Ouidah was the second largest slave port in the Atlantic slave trade behind Luanda in Angola. From the 1670s to the 1860s, the city supplied well over an estimated one million enslaved Africans to the trade. In the early modern period, the West African Kingdom of Dahomey expanded into the region now belonging to modern Benin. It shared a border with the Kingdom of Whydah, which included the city of Ouidah and its surroundings. Whydah had become wealthy in part through trade in slaves to both Europeans who came to Benin’s coast, as well as Arab traders who approached the kingdom through the Trans-Saharan trade routes, and Dahomey followed suit. In 1472, Dahomey signed a treaty with the Portuguese for trading rights, though Dahomey participated in the early modern slave trade through the selling of war captives to other European slave traders. In 1727, King Agaja of Dahomey captured the port city of Ouidah and folded the entire Kingdom of Whydah it into his thriving kingdom. Portuguese, English, Dutch, and French traders who had connections with Dahomey built forts in or near the city from which to engage in the slave trade.

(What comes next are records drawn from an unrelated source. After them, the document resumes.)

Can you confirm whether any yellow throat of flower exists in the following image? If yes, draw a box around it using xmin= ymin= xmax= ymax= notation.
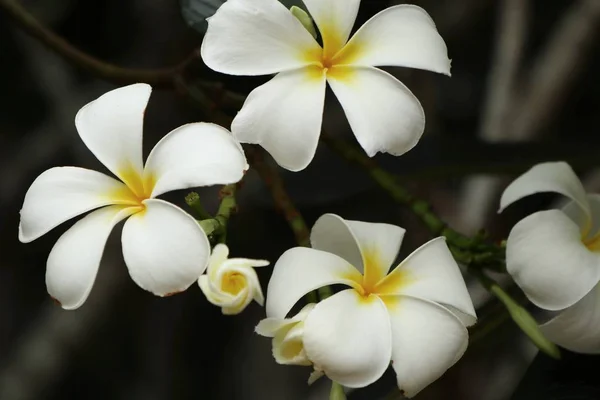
xmin=347 ymin=250 xmax=412 ymax=304
xmin=303 ymin=25 xmax=362 ymax=80
xmin=110 ymin=162 xmax=156 ymax=211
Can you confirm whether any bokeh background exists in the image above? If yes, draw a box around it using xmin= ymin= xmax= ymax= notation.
xmin=0 ymin=0 xmax=600 ymax=400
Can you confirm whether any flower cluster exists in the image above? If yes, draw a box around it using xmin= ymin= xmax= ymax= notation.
xmin=201 ymin=0 xmax=450 ymax=171
xmin=19 ymin=84 xmax=248 ymax=309
xmin=257 ymin=214 xmax=476 ymax=396
xmin=24 ymin=0 xmax=600 ymax=396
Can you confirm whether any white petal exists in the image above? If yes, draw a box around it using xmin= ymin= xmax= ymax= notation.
xmin=506 ymin=210 xmax=600 ymax=310
xmin=303 ymin=0 xmax=360 ymax=57
xmin=267 ymin=247 xmax=362 ymax=318
xmin=304 ymin=289 xmax=392 ymax=387
xmin=386 ymin=296 xmax=469 ymax=397
xmin=540 ymin=285 xmax=600 ymax=354
xmin=327 ymin=67 xmax=425 ymax=157
xmin=255 ymin=303 xmax=316 ymax=337
xmin=376 ymin=237 xmax=477 ymax=326
xmin=144 ymin=123 xmax=248 ymax=197
xmin=562 ymin=194 xmax=600 ymax=239
xmin=19 ymin=167 xmax=135 ymax=243
xmin=498 ymin=161 xmax=590 ymax=216
xmin=201 ymin=0 xmax=321 ymax=75
xmin=273 ymin=322 xmax=312 ymax=366
xmin=336 ymin=4 xmax=450 ymax=75
xmin=231 ymin=69 xmax=326 ymax=171
xmin=75 ymin=83 xmax=152 ymax=185
xmin=46 ymin=206 xmax=139 ymax=310
xmin=310 ymin=214 xmax=405 ymax=283
xmin=121 ymin=199 xmax=210 ymax=296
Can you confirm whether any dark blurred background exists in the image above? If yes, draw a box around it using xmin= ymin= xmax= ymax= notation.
xmin=0 ymin=0 xmax=600 ymax=400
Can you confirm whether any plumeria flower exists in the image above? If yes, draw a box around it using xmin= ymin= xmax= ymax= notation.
xmin=256 ymin=303 xmax=315 ymax=366
xmin=198 ymin=244 xmax=269 ymax=315
xmin=19 ymin=84 xmax=248 ymax=309
xmin=267 ymin=214 xmax=476 ymax=396
xmin=500 ymin=162 xmax=600 ymax=353
xmin=201 ymin=0 xmax=450 ymax=171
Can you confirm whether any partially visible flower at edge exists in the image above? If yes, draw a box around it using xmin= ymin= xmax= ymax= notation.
xmin=198 ymin=243 xmax=269 ymax=315
xmin=201 ymin=0 xmax=450 ymax=171
xmin=499 ymin=162 xmax=600 ymax=354
xmin=256 ymin=303 xmax=315 ymax=366
xmin=19 ymin=84 xmax=248 ymax=309
xmin=266 ymin=214 xmax=476 ymax=396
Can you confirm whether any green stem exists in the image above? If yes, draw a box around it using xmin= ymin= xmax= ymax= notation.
xmin=321 ymin=133 xmax=504 ymax=271
xmin=469 ymin=268 xmax=560 ymax=358
xmin=185 ymin=192 xmax=212 ymax=219
xmin=245 ymin=146 xmax=310 ymax=247
xmin=198 ymin=183 xmax=238 ymax=243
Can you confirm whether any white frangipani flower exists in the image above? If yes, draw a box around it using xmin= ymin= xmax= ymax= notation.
xmin=19 ymin=84 xmax=248 ymax=309
xmin=267 ymin=214 xmax=476 ymax=396
xmin=198 ymin=244 xmax=269 ymax=315
xmin=499 ymin=162 xmax=600 ymax=353
xmin=256 ymin=303 xmax=315 ymax=365
xmin=201 ymin=0 xmax=450 ymax=171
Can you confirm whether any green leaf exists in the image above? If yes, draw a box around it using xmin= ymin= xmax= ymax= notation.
xmin=290 ymin=6 xmax=317 ymax=39
xmin=329 ymin=382 xmax=346 ymax=400
xmin=491 ymin=284 xmax=560 ymax=359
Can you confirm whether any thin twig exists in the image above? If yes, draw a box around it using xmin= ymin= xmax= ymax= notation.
xmin=509 ymin=0 xmax=600 ymax=140
xmin=480 ymin=0 xmax=529 ymax=141
xmin=458 ymin=0 xmax=529 ymax=231
xmin=321 ymin=133 xmax=504 ymax=271
xmin=245 ymin=146 xmax=310 ymax=246
xmin=197 ymin=183 xmax=239 ymax=243
xmin=0 ymin=0 xmax=199 ymax=87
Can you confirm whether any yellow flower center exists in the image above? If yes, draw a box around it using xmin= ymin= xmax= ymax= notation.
xmin=110 ymin=165 xmax=156 ymax=211
xmin=221 ymin=272 xmax=247 ymax=296
xmin=347 ymin=250 xmax=412 ymax=306
xmin=302 ymin=26 xmax=362 ymax=80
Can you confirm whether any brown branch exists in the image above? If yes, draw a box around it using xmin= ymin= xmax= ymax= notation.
xmin=480 ymin=0 xmax=529 ymax=141
xmin=0 ymin=0 xmax=199 ymax=87
xmin=245 ymin=146 xmax=310 ymax=246
xmin=509 ymin=0 xmax=600 ymax=140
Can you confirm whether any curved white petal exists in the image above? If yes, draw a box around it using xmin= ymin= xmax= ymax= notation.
xmin=254 ymin=303 xmax=316 ymax=337
xmin=310 ymin=214 xmax=406 ymax=284
xmin=46 ymin=206 xmax=138 ymax=310
xmin=336 ymin=4 xmax=450 ymax=75
xmin=303 ymin=0 xmax=360 ymax=57
xmin=144 ymin=122 xmax=248 ymax=197
xmin=310 ymin=214 xmax=364 ymax=274
xmin=75 ymin=83 xmax=152 ymax=185
xmin=376 ymin=237 xmax=477 ymax=326
xmin=386 ymin=296 xmax=469 ymax=397
xmin=273 ymin=322 xmax=312 ymax=366
xmin=562 ymin=194 xmax=600 ymax=239
xmin=19 ymin=167 xmax=135 ymax=243
xmin=540 ymin=285 xmax=600 ymax=354
xmin=327 ymin=67 xmax=425 ymax=157
xmin=200 ymin=0 xmax=321 ymax=75
xmin=498 ymin=161 xmax=590 ymax=216
xmin=506 ymin=210 xmax=600 ymax=310
xmin=267 ymin=247 xmax=362 ymax=318
xmin=231 ymin=69 xmax=326 ymax=171
xmin=304 ymin=289 xmax=392 ymax=387
xmin=121 ymin=199 xmax=210 ymax=296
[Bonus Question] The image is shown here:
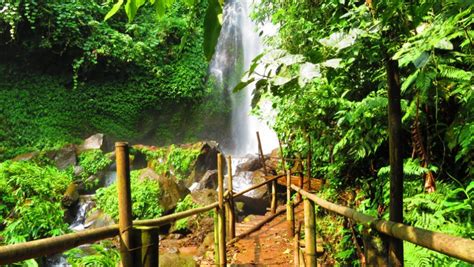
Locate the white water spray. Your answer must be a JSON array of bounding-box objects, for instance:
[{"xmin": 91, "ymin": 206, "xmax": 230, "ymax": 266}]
[{"xmin": 210, "ymin": 0, "xmax": 278, "ymax": 156}]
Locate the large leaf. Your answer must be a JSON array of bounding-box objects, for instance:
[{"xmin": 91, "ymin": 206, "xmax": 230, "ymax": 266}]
[
  {"xmin": 104, "ymin": 0, "xmax": 123, "ymax": 20},
  {"xmin": 232, "ymin": 77, "xmax": 255, "ymax": 92},
  {"xmin": 204, "ymin": 0, "xmax": 222, "ymax": 60}
]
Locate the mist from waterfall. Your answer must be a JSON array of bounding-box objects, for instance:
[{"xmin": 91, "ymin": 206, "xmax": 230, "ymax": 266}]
[{"xmin": 210, "ymin": 0, "xmax": 278, "ymax": 156}]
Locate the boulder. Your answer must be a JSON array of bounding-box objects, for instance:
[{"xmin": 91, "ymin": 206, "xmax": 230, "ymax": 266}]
[
  {"xmin": 236, "ymin": 155, "xmax": 263, "ymax": 172},
  {"xmin": 77, "ymin": 133, "xmax": 104, "ymax": 153},
  {"xmin": 184, "ymin": 141, "xmax": 226, "ymax": 187},
  {"xmin": 159, "ymin": 253, "xmax": 199, "ymax": 267},
  {"xmin": 13, "ymin": 151, "xmax": 39, "ymax": 161},
  {"xmin": 84, "ymin": 209, "xmax": 115, "ymax": 229},
  {"xmin": 52, "ymin": 145, "xmax": 77, "ymax": 170},
  {"xmin": 191, "ymin": 170, "xmax": 217, "ymax": 192},
  {"xmin": 138, "ymin": 168, "xmax": 189, "ymax": 212},
  {"xmin": 265, "ymin": 148, "xmax": 281, "ymax": 173},
  {"xmin": 191, "ymin": 189, "xmax": 217, "ymax": 206},
  {"xmin": 61, "ymin": 183, "xmax": 79, "ymax": 207}
]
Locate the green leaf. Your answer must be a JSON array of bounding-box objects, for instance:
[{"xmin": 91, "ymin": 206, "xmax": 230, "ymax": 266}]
[
  {"xmin": 401, "ymin": 69, "xmax": 420, "ymax": 93},
  {"xmin": 104, "ymin": 0, "xmax": 123, "ymax": 21},
  {"xmin": 204, "ymin": 0, "xmax": 222, "ymax": 61},
  {"xmin": 232, "ymin": 77, "xmax": 255, "ymax": 93}
]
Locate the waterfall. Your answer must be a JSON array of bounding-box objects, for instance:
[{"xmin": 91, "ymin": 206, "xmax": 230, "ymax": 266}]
[{"xmin": 210, "ymin": 0, "xmax": 278, "ymax": 156}]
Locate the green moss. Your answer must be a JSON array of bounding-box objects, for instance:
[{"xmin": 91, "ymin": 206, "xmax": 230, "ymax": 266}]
[
  {"xmin": 0, "ymin": 161, "xmax": 72, "ymax": 244},
  {"xmin": 174, "ymin": 195, "xmax": 200, "ymax": 230},
  {"xmin": 138, "ymin": 145, "xmax": 200, "ymax": 180},
  {"xmin": 96, "ymin": 171, "xmax": 163, "ymax": 220}
]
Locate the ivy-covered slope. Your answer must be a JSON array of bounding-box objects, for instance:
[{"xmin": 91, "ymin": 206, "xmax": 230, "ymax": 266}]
[{"xmin": 0, "ymin": 0, "xmax": 227, "ymax": 160}]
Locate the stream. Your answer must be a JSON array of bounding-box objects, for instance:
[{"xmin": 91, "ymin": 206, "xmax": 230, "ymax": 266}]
[{"xmin": 45, "ymin": 0, "xmax": 278, "ymax": 267}]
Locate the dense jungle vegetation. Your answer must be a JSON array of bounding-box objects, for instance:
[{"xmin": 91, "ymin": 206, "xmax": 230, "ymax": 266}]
[
  {"xmin": 0, "ymin": 0, "xmax": 474, "ymax": 266},
  {"xmin": 246, "ymin": 0, "xmax": 474, "ymax": 266}
]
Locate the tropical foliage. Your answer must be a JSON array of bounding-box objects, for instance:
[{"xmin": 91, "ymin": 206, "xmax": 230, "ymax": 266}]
[{"xmin": 246, "ymin": 0, "xmax": 474, "ymax": 265}]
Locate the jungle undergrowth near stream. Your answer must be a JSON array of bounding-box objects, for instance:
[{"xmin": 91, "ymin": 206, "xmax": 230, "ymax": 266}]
[{"xmin": 246, "ymin": 0, "xmax": 474, "ymax": 266}]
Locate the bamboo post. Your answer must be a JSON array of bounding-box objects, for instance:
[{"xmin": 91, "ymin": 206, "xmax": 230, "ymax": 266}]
[
  {"xmin": 278, "ymin": 138, "xmax": 286, "ymax": 172},
  {"xmin": 257, "ymin": 132, "xmax": 268, "ymax": 176},
  {"xmin": 217, "ymin": 153, "xmax": 227, "ymax": 266},
  {"xmin": 386, "ymin": 59, "xmax": 403, "ymax": 266},
  {"xmin": 226, "ymin": 156, "xmax": 235, "ymax": 239},
  {"xmin": 296, "ymin": 168, "xmax": 304, "ymax": 202},
  {"xmin": 286, "ymin": 171, "xmax": 295, "ymax": 237},
  {"xmin": 115, "ymin": 142, "xmax": 134, "ymax": 267},
  {"xmin": 214, "ymin": 208, "xmax": 219, "ymax": 265},
  {"xmin": 270, "ymin": 180, "xmax": 277, "ymax": 214},
  {"xmin": 304, "ymin": 197, "xmax": 316, "ymax": 267},
  {"xmin": 293, "ymin": 222, "xmax": 301, "ymax": 267},
  {"xmin": 136, "ymin": 226, "xmax": 160, "ymax": 267},
  {"xmin": 308, "ymin": 135, "xmax": 311, "ymax": 191}
]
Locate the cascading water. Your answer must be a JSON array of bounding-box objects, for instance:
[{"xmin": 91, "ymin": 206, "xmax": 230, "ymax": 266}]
[{"xmin": 210, "ymin": 0, "xmax": 278, "ymax": 156}]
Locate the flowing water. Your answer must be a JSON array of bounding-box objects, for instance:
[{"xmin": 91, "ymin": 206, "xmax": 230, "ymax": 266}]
[{"xmin": 210, "ymin": 0, "xmax": 278, "ymax": 156}]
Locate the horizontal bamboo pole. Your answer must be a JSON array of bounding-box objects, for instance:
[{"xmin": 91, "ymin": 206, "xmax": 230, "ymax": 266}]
[
  {"xmin": 0, "ymin": 172, "xmax": 284, "ymax": 264},
  {"xmin": 234, "ymin": 174, "xmax": 286, "ymax": 198},
  {"xmin": 227, "ymin": 208, "xmax": 286, "ymax": 246},
  {"xmin": 133, "ymin": 202, "xmax": 219, "ymax": 226},
  {"xmin": 0, "ymin": 224, "xmax": 119, "ymax": 265},
  {"xmin": 291, "ymin": 185, "xmax": 474, "ymax": 264}
]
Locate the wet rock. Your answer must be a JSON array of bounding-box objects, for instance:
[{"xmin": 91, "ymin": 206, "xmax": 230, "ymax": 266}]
[
  {"xmin": 159, "ymin": 253, "xmax": 199, "ymax": 267},
  {"xmin": 139, "ymin": 168, "xmax": 189, "ymax": 212},
  {"xmin": 61, "ymin": 183, "xmax": 79, "ymax": 207},
  {"xmin": 191, "ymin": 189, "xmax": 217, "ymax": 206},
  {"xmin": 265, "ymin": 148, "xmax": 281, "ymax": 173},
  {"xmin": 53, "ymin": 145, "xmax": 77, "ymax": 170},
  {"xmin": 13, "ymin": 151, "xmax": 39, "ymax": 161},
  {"xmin": 77, "ymin": 133, "xmax": 104, "ymax": 153},
  {"xmin": 191, "ymin": 170, "xmax": 217, "ymax": 191},
  {"xmin": 72, "ymin": 165, "xmax": 84, "ymax": 177},
  {"xmin": 84, "ymin": 210, "xmax": 115, "ymax": 229},
  {"xmin": 184, "ymin": 141, "xmax": 226, "ymax": 187},
  {"xmin": 236, "ymin": 155, "xmax": 263, "ymax": 172}
]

The next century saw a cycle of slave and palm oil trade in Dahomean Ouidah as the European traders there vied for access to African trading partners. With the decline in the Atlantic slave trade in the 1830s, palm oil became the main commodity traded from the fort. Under King Glele’s rule (1858-1877), there was a revival of the slave trade as Brazilian slavers came to Benin searching for enslaved Africans. This caused the British to blockade the port, and offered an opportunity for the French to gain influence with the locals. By then, the age of colonization had drastically driven down the price of palm oil, as Europeans could now easily get it from any number of places in Africa. The port of Ouidah fell into decline.
The SSDA Ouidah collection includes transcriptions of 19th-century Portuguese-language baptismal records from the chapel of the Portuguese fortress São João Baptista de Ajudá (Fort of St. John the Baptist of Ouidah), from 1866-1884. These documents are from the period immediately after the final cessation of Brazil's Atlantic slave trade.
The original volume seems to be lost. The documents collected here include a photocopy of transcription of that volume produced by Pierre Verger, a French anthropologist, and photographer who worked in Dahomey from 1935 through the 1970s. It was obtained by Prof. Mariza de Carvalho Soares in Ouidah in 2005. She graciously donated the photocopy to widen access to it, and to ensure its digital preservation. Denise Vieira Demetrio, one of Prof. Soares's students, recopied Verger's transcription for paleographic practice, and her work is presented here as well.